4.The Act is a welfare legislation interposing between the contractual rights of the landlord and tenant and regulating the letting of the buildings and determination of the standard rent and permitted increases in accordance with the Act. The tenant is obligated to pay the rent to the landlord every month unless the landlord refuses to receive it. In the latter event recourse can be had to deposit the rent. Some statutes provide the procedure for deposit in the Court of the Rent Controller after following the procedure prescribed therein. If the tenant commits default in the payment of the rent the Act provides that the landlord is entitled to file an application for eviction if the arrears of rent continues for six months and more. The Act also prescribes issuance of a notice determining the tenancy for failure on the part of the tenant to pay the arrears of standard rent or permitted increases for six months and more and for delivery of possession. In case the tenant disputes the standard rent or permitted increases claimed in the notice, the tenant is enjoined under Section 12(3)(a) to dispute the correctness thereof and to plead prevailing one by issuing reply notice within one month from the date of its receipt. In that situation it is manifest that the landlord elected his statutory right to determine the tenancy on account of arrears for a period of six months or more. The landlord put the tenant on notice of his negligence and to make payment thereof within one month from the date of the receipt of the notice and on disputation is enjoined to seek remedy under Section 11 (3) for determination of the standard rent or permitted increases.

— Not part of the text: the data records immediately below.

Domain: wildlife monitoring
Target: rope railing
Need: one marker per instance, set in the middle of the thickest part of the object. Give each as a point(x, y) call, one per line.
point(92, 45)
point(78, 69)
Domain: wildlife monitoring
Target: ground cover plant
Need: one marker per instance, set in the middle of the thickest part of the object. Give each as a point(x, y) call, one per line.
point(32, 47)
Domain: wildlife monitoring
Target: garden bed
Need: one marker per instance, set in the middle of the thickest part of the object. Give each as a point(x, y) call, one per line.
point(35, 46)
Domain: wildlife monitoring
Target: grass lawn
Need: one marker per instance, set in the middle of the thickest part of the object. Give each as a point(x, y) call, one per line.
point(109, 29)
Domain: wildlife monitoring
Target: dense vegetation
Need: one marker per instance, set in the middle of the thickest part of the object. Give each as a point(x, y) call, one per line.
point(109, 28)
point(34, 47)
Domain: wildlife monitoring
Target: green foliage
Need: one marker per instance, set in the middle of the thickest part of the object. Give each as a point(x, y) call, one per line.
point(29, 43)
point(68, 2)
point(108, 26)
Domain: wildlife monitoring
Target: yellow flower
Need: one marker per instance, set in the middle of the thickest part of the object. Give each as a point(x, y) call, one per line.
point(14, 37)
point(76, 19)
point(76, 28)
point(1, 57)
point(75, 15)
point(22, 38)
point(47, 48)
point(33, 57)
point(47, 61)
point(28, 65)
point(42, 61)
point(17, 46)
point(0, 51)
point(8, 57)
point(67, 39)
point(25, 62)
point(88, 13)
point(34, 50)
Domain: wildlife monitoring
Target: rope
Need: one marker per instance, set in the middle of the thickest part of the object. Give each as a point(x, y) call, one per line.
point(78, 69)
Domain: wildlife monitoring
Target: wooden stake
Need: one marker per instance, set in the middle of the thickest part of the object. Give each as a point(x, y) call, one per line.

If he fails to dispute and omits to pay the arrears within one month from the date of the receipt of the notice, he becomes liable to be evicted under 269 Section 12(3)(a) of the Act. Admittedly the statute did not prescribe any period of limitation under Section 11(3) to lay the application for fixation of standard rent or permitted increases. Therefore, by necessary construction of Sections 11 and 12, what this Court appears to have intended was that the tenant should dispute the standard rent or permitted increases within one month from the date of the receipt of the notice and then file the application under Section 11(3). It would not appear to have been meant that the application under Section 11(3) should also be filed within one month from the date of the receipt of the notice. But expeditious action is called for to prove the bona fides of the tenant disputing the right of the landlord in the claim of standard rent or permitted increases. The Act appears to have intended to quench thirst of the avaricious landlord to claim the rent in excess of the standard rent or permitted increases under the Act and at the same time obligated the tenant, in case of his dispute or disagreement, to have the statutory recourse for determining standard rent or permitted increases.

Therefore, expeditious action had to be had before the receipt of the notice from the court which would indicate not only bona fides on the part of the tenant in resisting the claim for excess standard rent or permitted increases but also to have his right to pay the standard rent or permitted increases determined according to law.

5.Accordingly, we hold that this case does not fall under Section 12(3)(a) but it squarely falls under Section 12(3)(b). Since the tenant has paid all the arrears on the first day of the appearance and has been continuing to deposit the rent regularly, he did not commit any default to pay the rent and thereby the landlord is not entitled to ejectment by operation of Section 12 of the Act. The appeal is accordingly dismissed with costs which is quantified at Rs 5000.